Certainly, the monolithic piles of 0s and 1s have already pestered high-level researchers, many of whom are producing monstrous data sets from physics R&D. For example, a Univ. of Chicago team last fall produced the world’s largest compressible, homogeneous isotropic turbulence simulation. The effort generated 154 TB in 75 million files. The transfer of just 23 TB of this data to different computers took three weeks. Government-funded researchers are attempting to build distributed computer grids to help solve what has become a “petascale” problem, but these efforts are still in their infancy.
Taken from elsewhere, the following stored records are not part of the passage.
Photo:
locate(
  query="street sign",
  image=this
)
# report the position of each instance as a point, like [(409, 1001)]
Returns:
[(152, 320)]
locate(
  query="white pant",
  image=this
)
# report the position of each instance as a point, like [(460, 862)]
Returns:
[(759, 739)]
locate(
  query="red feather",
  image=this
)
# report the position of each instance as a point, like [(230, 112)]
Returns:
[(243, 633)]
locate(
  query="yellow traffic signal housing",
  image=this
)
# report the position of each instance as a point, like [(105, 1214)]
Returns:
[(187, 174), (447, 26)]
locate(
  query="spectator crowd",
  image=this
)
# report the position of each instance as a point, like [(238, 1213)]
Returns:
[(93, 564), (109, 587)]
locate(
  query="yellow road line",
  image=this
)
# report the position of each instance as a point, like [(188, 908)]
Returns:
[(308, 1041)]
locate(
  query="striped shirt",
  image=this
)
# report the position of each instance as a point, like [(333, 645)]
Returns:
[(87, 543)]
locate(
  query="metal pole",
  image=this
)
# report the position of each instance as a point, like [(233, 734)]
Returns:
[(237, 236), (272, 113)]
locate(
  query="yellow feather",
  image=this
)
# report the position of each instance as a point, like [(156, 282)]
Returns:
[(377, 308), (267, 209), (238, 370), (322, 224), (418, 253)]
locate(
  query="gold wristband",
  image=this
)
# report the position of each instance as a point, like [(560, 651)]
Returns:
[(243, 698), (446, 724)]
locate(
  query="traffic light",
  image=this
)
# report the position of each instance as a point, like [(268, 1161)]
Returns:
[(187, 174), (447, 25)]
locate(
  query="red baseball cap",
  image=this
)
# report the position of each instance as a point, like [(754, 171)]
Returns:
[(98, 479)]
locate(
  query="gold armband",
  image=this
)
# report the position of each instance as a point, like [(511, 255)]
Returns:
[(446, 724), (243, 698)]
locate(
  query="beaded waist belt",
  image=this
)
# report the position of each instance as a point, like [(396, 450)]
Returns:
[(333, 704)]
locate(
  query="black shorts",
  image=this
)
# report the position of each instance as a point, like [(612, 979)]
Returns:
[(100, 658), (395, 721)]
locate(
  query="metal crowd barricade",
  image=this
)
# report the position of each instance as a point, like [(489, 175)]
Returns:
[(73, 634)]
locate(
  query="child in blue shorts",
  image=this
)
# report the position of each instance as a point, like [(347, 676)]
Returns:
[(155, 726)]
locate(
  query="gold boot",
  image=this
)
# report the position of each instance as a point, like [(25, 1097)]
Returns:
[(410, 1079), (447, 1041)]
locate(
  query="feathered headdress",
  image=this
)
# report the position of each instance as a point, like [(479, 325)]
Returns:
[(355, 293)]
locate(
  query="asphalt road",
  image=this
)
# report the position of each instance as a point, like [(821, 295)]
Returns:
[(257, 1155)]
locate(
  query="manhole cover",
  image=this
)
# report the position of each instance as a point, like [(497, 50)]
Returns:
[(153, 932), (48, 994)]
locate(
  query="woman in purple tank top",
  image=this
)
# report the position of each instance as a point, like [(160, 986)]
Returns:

Even research on data overload itself has burgeoned in the past few years (IORG cites 16 notable studies on email overload since 1999), and most experts recognize that data management and storage will become a significant theoretical and engineering challenge in the coming years. This philosophically recursive R&D work reveals some obvious but still unfortunate findings. For example, an email that is not responded to within 24 hours (often this means an “8-hour” workday) will likely remain unanswered altogether. Companies such as Microsoft are developing probabilistic machine learning tools to help people triage email automatically and reduce the number of unnecessary emails.
No question, interruptions to productivity (such as the one I’m writing now!) are bad for efficiency, but I have a competing theory: the more data you have, the more likely you will find a solution.
You just need to learn how to find what you need. And delete the rest.